On June 24th, a 35-year-old shopkeeper Manmohan Singh was killed on his way home in Peshawar. Following the incident when the Sikh delegation demanded more security from the Khyber Pakhtunkhwa (KPK) Governor, he half-believingly replied that the protection of minorities is enshrined in Pakistan’s Constitution.
The brother of the slain 40-year-old shopkeeper Dyal Singh, a victim of religious persecution said that Dyal would specially reduce the prices of goods in Ramadan so the lower Muslim class could buy necessities without compromise. He used to throw Iftar parties for Muslims despite his financial limitations. Even then, no Muslim came to the family’s rescue during their testing times. In a few other incidents where Sikhs narrowly escaped their attackers, they lodged FIRs but no action was taken against their assailants.
The Chief Minister of KPK announced a compensation of $980 to one such injured Sikh, and of $3,267 to the family of the deceased Manmohan Singh. What is more shocking than the lowballed price of life of Sikh minority in Pakistan, is that the cheques for these financial compensations were never handed out! The grieving families are making rounds to the Deputy Commissioner’s office with no luck.

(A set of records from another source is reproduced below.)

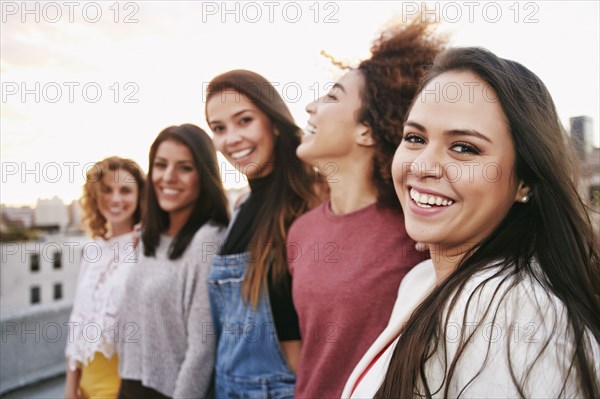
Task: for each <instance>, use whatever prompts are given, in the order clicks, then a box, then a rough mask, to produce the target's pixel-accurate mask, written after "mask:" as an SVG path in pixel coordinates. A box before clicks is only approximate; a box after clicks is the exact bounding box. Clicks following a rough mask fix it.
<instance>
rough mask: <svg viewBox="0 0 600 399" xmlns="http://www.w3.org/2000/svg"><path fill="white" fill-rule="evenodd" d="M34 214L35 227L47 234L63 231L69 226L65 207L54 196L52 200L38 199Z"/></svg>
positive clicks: (67, 210) (68, 219) (61, 202)
mask: <svg viewBox="0 0 600 399" xmlns="http://www.w3.org/2000/svg"><path fill="white" fill-rule="evenodd" d="M34 214H35V219H34V220H35V226H36V227H38V228H40V229H43V230H46V231H49V232H59V231H64V230H65V228H66V227H67V226H68V225H69V212H68V210H67V207H66V206H65V204H64V202H63V201H62V200H61V199H60V198H58V197H56V196H55V197H54V198H52V199H38V201H37V204H36V206H35V213H34Z"/></svg>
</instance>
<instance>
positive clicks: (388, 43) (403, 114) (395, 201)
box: [357, 17, 446, 209]
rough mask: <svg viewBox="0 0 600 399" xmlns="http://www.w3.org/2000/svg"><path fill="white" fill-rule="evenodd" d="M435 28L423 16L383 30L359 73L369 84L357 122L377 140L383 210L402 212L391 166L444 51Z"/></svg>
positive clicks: (378, 161)
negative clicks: (398, 211)
mask: <svg viewBox="0 0 600 399" xmlns="http://www.w3.org/2000/svg"><path fill="white" fill-rule="evenodd" d="M432 26H433V24H432V23H430V22H428V21H426V20H423V19H422V18H420V17H417V18H415V19H414V20H413V21H412V22H410V23H408V24H404V25H396V26H394V27H392V28H389V29H387V30H386V31H384V32H383V33H382V34H381V35H380V37H379V38H378V39H377V40H375V42H374V43H373V45H372V47H371V53H372V55H371V57H370V58H369V59H367V60H364V61H362V62H361V63H360V64H359V66H358V68H357V69H358V70H359V71H360V72H361V73H362V75H363V77H364V80H365V84H364V88H363V90H362V93H361V95H362V108H361V109H360V110H359V113H358V121H359V122H361V123H363V124H365V125H367V126H369V127H370V128H371V134H372V135H373V139H374V140H375V149H376V151H375V155H374V157H373V181H374V182H375V185H376V187H377V192H378V196H377V197H378V198H377V202H378V204H379V205H381V206H384V207H387V208H392V209H400V202H399V201H398V197H397V196H396V193H395V191H394V185H393V182H392V173H391V165H392V159H393V157H394V153H395V151H396V148H398V145H399V144H400V141H401V138H402V130H403V124H404V120H405V116H406V114H407V112H408V109H409V107H410V104H411V102H412V99H413V98H414V96H415V95H416V94H417V88H418V84H419V81H420V80H421V78H422V77H423V75H424V73H425V70H426V67H428V66H429V65H431V64H432V63H433V60H434V58H435V56H436V55H437V54H438V53H440V52H441V51H442V50H443V49H444V46H445V43H446V40H445V39H444V38H443V37H442V36H439V35H434V34H433V33H432V29H431V28H432Z"/></svg>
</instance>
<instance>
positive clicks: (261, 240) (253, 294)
mask: <svg viewBox="0 0 600 399" xmlns="http://www.w3.org/2000/svg"><path fill="white" fill-rule="evenodd" d="M206 98H207V102H206V118H207V122H208V124H209V126H210V127H211V129H212V131H213V133H214V139H213V140H214V144H215V147H216V149H217V150H219V151H221V152H222V153H223V155H224V156H225V158H227V160H228V161H229V162H230V163H231V164H233V165H234V166H235V168H236V169H237V170H238V171H240V172H241V173H243V174H244V175H246V177H247V178H248V181H249V183H250V189H251V190H250V194H249V195H247V196H246V197H245V198H244V200H243V202H242V204H241V205H239V206H237V207H236V209H235V212H234V216H233V218H232V221H231V223H230V225H229V229H228V231H227V235H226V238H225V241H224V243H223V245H222V246H221V248H219V253H218V255H216V256H215V257H214V258H213V262H212V268H211V272H210V276H209V294H210V302H211V309H212V314H213V321H214V323H215V329H214V330H215V333H216V334H217V345H218V346H217V359H216V363H215V378H216V397H217V399H219V398H291V397H293V395H294V384H295V380H296V377H295V368H296V364H297V362H298V359H299V356H300V348H301V344H300V331H299V327H298V320H297V315H296V312H295V310H294V308H293V304H292V298H291V284H290V275H289V272H288V268H287V257H286V252H285V240H286V236H287V232H288V229H289V227H290V225H291V223H292V222H293V221H294V220H295V219H296V218H297V217H298V216H300V215H301V214H302V213H304V212H306V211H307V210H308V209H310V208H311V207H313V206H315V205H317V204H318V201H319V199H318V197H317V195H316V194H315V190H314V189H313V187H314V184H313V183H314V181H313V179H312V176H313V175H314V174H312V172H311V169H310V168H309V167H308V166H306V165H303V164H302V163H301V162H300V161H299V160H298V158H297V157H296V153H295V152H296V148H297V147H298V145H299V144H300V141H301V136H302V133H301V130H300V129H299V128H298V127H297V126H296V125H295V123H294V121H293V118H292V116H291V114H290V112H289V110H288V108H287V107H286V105H285V103H284V102H283V100H282V98H281V97H280V96H279V94H278V93H277V92H276V90H275V89H274V87H273V85H271V84H270V83H269V82H268V81H267V80H266V79H265V78H263V77H262V76H260V75H258V74H256V73H253V72H250V71H244V70H235V71H230V72H227V73H224V74H222V75H219V76H217V77H216V78H214V79H213V80H212V81H211V82H210V84H209V86H208V89H207V97H206Z"/></svg>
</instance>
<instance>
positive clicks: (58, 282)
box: [0, 234, 93, 316]
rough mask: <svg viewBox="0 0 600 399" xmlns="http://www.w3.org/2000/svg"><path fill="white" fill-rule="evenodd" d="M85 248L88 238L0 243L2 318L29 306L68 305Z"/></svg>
mask: <svg viewBox="0 0 600 399" xmlns="http://www.w3.org/2000/svg"><path fill="white" fill-rule="evenodd" d="M88 245H90V239H89V238H86V237H83V236H78V237H77V236H65V235H63V234H50V235H46V236H45V237H44V238H43V239H39V240H37V241H26V242H3V243H2V244H1V256H2V262H1V265H2V267H0V313H1V314H2V315H3V316H4V315H6V314H7V313H8V314H10V313H14V312H21V311H24V310H27V309H29V308H30V307H31V306H36V305H42V304H50V303H57V302H66V303H68V302H70V301H72V300H73V297H74V295H75V286H76V284H77V276H78V274H79V265H80V263H81V259H82V257H83V256H85V254H86V253H87V252H85V248H86V247H87V246H88ZM92 252H93V251H91V250H90V251H89V253H92ZM90 256H91V255H90Z"/></svg>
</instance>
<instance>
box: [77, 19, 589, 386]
mask: <svg viewBox="0 0 600 399" xmlns="http://www.w3.org/2000/svg"><path fill="white" fill-rule="evenodd" d="M429 28H430V27H429V26H428V24H427V23H425V22H418V21H415V22H413V23H411V24H409V25H406V26H402V27H399V28H395V29H392V30H390V31H388V32H386V33H385V34H383V35H382V36H381V38H380V39H379V40H377V41H376V42H375V43H374V45H373V48H372V56H371V57H370V58H369V59H367V60H365V61H363V62H362V63H361V64H360V65H359V66H358V67H357V68H354V69H351V70H350V71H349V72H347V73H346V74H345V75H344V76H343V77H342V78H341V79H340V80H339V81H338V82H337V83H336V84H335V85H334V86H333V88H332V89H331V91H330V92H329V93H328V94H327V95H325V96H324V97H322V98H319V99H317V100H315V101H314V102H312V103H310V104H309V105H307V107H306V111H307V113H308V126H307V127H306V129H305V130H304V132H303V131H302V130H301V129H300V128H298V127H297V125H296V124H295V122H294V120H293V118H292V116H291V114H290V112H289V109H288V108H287V106H286V104H285V103H284V101H283V100H282V98H281V97H280V96H279V95H278V94H277V92H276V91H275V89H274V87H273V86H272V85H271V84H270V83H269V82H268V81H267V80H266V79H265V78H264V77H262V76H260V75H258V74H256V73H254V72H250V71H245V70H234V71H230V72H227V73H224V74H222V75H219V76H217V77H215V78H214V79H213V80H212V81H211V82H210V84H209V85H208V88H207V93H206V94H207V96H206V99H207V101H206V110H205V111H206V121H207V124H208V126H209V127H210V129H211V130H212V133H213V137H212V139H211V138H210V137H209V136H208V135H207V134H206V133H205V132H204V131H203V130H202V129H200V128H198V127H197V126H194V125H189V124H188V125H181V126H172V127H169V128H167V129H165V130H163V131H162V132H161V133H160V134H159V135H158V137H157V138H156V140H155V141H154V143H153V144H152V147H151V148H150V156H149V168H148V177H147V179H145V177H144V176H143V174H142V173H141V172H140V168H139V167H137V165H135V164H134V163H133V162H132V161H130V160H126V159H121V158H108V159H106V160H104V161H102V162H99V163H98V164H96V165H95V167H94V168H92V169H91V170H90V172H89V173H88V176H87V182H86V185H85V189H84V195H83V197H82V205H83V208H84V210H85V214H86V222H87V226H88V227H89V230H90V232H91V234H92V235H93V236H94V237H95V238H96V239H97V241H98V244H99V245H100V246H101V248H103V249H104V251H103V253H102V255H103V256H102V257H101V259H100V260H98V261H96V262H93V263H91V262H88V263H84V264H83V265H82V268H81V272H80V277H79V283H78V288H77V293H76V296H75V302H74V307H73V313H72V316H71V322H72V325H73V326H74V327H73V329H72V331H71V335H70V337H69V343H68V345H67V349H66V356H67V382H66V397H68V398H80V397H86V398H100V397H119V398H165V397H167V398H203V397H213V396H214V397H216V398H292V397H298V398H339V397H344V398H349V397H353V398H367V397H370V398H404V397H415V396H425V397H559V396H560V397H563V396H565V397H600V381H599V377H598V375H600V312H598V310H600V300H599V294H600V292H599V288H598V287H600V281H599V280H600V270H599V266H600V260H599V255H600V254H599V246H598V237H597V235H596V234H595V232H594V230H593V228H592V225H591V222H590V219H589V217H588V213H587V209H586V206H585V204H584V202H583V201H582V200H581V198H580V197H579V195H578V193H577V181H576V166H577V163H576V162H575V161H574V158H572V150H571V149H570V146H569V142H568V138H567V136H566V134H565V132H564V130H563V128H562V126H561V124H560V121H559V118H558V116H557V113H556V109H555V107H554V104H553V102H552V99H551V97H550V95H549V93H548V91H547V89H546V87H545V86H544V84H543V83H542V82H541V81H540V79H539V78H538V77H537V76H536V75H535V74H534V73H532V72H531V71H529V70H528V69H527V68H525V67H524V66H522V65H521V64H519V63H517V62H514V61H510V60H505V59H502V58H499V57H497V56H496V55H494V54H492V53H490V52H489V51H487V50H484V49H480V48H452V49H444V43H443V41H440V40H438V39H437V38H436V36H435V35H433V34H432V33H431V31H430V29H429ZM448 84H452V85H458V86H459V87H463V88H464V90H463V94H464V93H466V94H467V95H462V96H460V97H459V98H458V99H457V98H456V97H455V96H453V97H452V98H447V96H444V92H443V91H442V92H440V93H438V95H434V94H435V91H436V90H438V91H439V90H440V87H445V85H448ZM432 93H434V94H432ZM215 150H218V151H220V152H221V153H222V154H223V155H224V156H225V158H226V159H227V160H228V161H229V162H230V163H231V164H233V165H234V166H235V167H236V169H238V170H239V171H240V172H242V173H244V174H245V175H246V177H247V178H248V181H249V185H250V191H249V193H248V194H246V195H244V196H243V197H242V198H240V199H239V200H238V201H237V203H236V204H234V206H233V209H234V211H233V214H232V215H231V217H230V215H229V213H228V205H227V199H226V196H225V194H224V190H223V185H222V183H221V181H220V178H219V176H220V175H219V171H218V165H217V161H216V153H215ZM310 165H321V166H322V167H327V166H329V165H335V168H336V169H335V172H336V173H335V174H334V175H331V174H330V173H329V171H328V170H316V171H315V170H313V169H312V167H311V166H310ZM137 224H139V225H140V226H141V227H140V233H137V232H136V230H137V229H136V228H135V226H136V225H137ZM415 242H419V243H424V244H426V245H427V247H428V249H429V251H428V252H420V251H417V250H416V249H415ZM115 248H117V249H118V251H115ZM132 259H133V261H132ZM91 324H94V325H100V326H101V331H102V334H101V336H100V338H99V339H89V336H88V330H89V329H88V327H89V325H91Z"/></svg>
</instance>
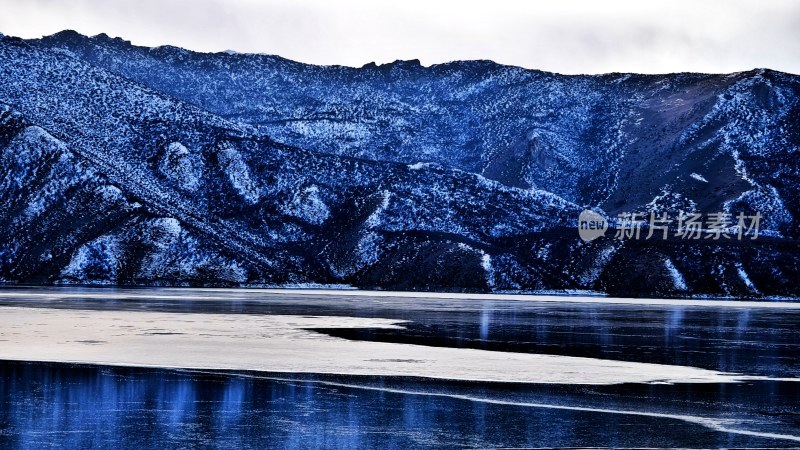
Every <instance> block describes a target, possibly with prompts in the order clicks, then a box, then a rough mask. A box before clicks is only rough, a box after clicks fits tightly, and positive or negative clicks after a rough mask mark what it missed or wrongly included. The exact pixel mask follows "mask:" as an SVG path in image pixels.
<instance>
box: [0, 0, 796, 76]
mask: <svg viewBox="0 0 800 450" xmlns="http://www.w3.org/2000/svg"><path fill="white" fill-rule="evenodd" d="M63 29H74V30H76V31H79V32H81V33H83V34H88V35H95V34H99V33H107V34H109V35H111V36H120V37H124V38H125V39H128V40H131V41H133V43H135V44H139V45H147V46H156V45H162V44H171V45H176V46H180V47H185V48H189V49H192V50H198V51H220V50H227V49H232V50H237V51H240V52H255V53H269V54H277V55H281V56H284V57H287V58H290V59H294V60H297V61H303V62H308V63H316V64H343V65H349V66H361V65H364V64H365V63H367V62H371V61H375V62H378V63H385V62H390V61H394V60H396V59H420V60H421V61H422V63H423V64H425V65H429V64H434V63H441V62H446V61H452V60H459V59H492V60H494V61H497V62H500V63H505V64H513V65H518V66H523V67H528V68H532V69H541V70H548V71H553V72H560V73H605V72H643V73H665V72H680V71H697V72H736V71H741V70H749V69H752V68H755V67H769V68H772V69H777V70H782V71H786V72H792V73H800V32H798V30H800V1H794V0H769V1H767V0H761V1H758V0H752V1H746V0H727V1H723V0H713V1H710V0H670V1H641V0H640V1H635V0H612V1H601V0H554V1H533V0H530V1H524V0H486V1H464V0H462V1H456V0H453V1H449V0H441V1H439V0H402V1H380V0H373V1H366V0H363V1H362V0H345V1H330V0H329V1H326V0H293V1H275V0H266V1H258V0H224V1H223V0H195V1H187V0H135V1H134V0H94V1H93V0H70V1H64V0H0V32H2V33H4V34H7V35H14V36H20V37H26V38H31V37H40V36H42V35H48V34H52V33H55V32H57V31H60V30H63Z"/></svg>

To add to their troubles, the recent amendment of the blasphemy law – an automatic death penalty – is a sword over their heads. Just as in the recent horrifying incident in Jaranwala, clerics in mosques practice hate speech against Sikhs on loudspeakers in Peshawar. This has given more power to the attackers. In July, a shopkeeper in Peshawar, Savinder Singh, received a letter reading, “Next target soon. Wait for your turn. InshAllah and Allahu Akbar”.
In an environment where open threats are indirectly encouraged, minorities are subjected to all kinds of injustices and violence, especially when there is no one to back them up.
Sikh activist Gurpal Singh has revealed that there are about 15,000 Sikhs left in Pakistan. An estimated 2 million Sikhs lived in the Pakistani province of Punjab during the partition in 1947. Today, about 7,000 Sikhs live in the province, concentrated in Nankana Sahib and Lahore, and 6,000 Sikhs live in Khyber Pakhtunkhwa.
Another human rights activist and Chairman of the Minorities Rights Forum revealed that targeted killings began after calls of extortion and kidnappings among Sikh community members starting in 2013 in Pakistan. By 2016, the terrorists were emboldened enough to assassinate Dr. Soran Singh, the then provincial minister for minorities affairs! A decade later, the situation of Sikhs has worsened and the flawed judicial system of the country has allowed the perpetrators to walk freely.
Pakistan has shrunk space for minorities’ existence in their nation. Most of the Sikhs are either doctors or hakims (traditional apothecaries). How they will make a living without their physical assets, the country does not care. Leading minority communities to nomadism is Pakistan’s strategy for their quiet, definite extinction. Besieged by radical Islamists, and discriminated against by Blasphemy and other discriminatory laws, where should the religious minorities in Pakistan go?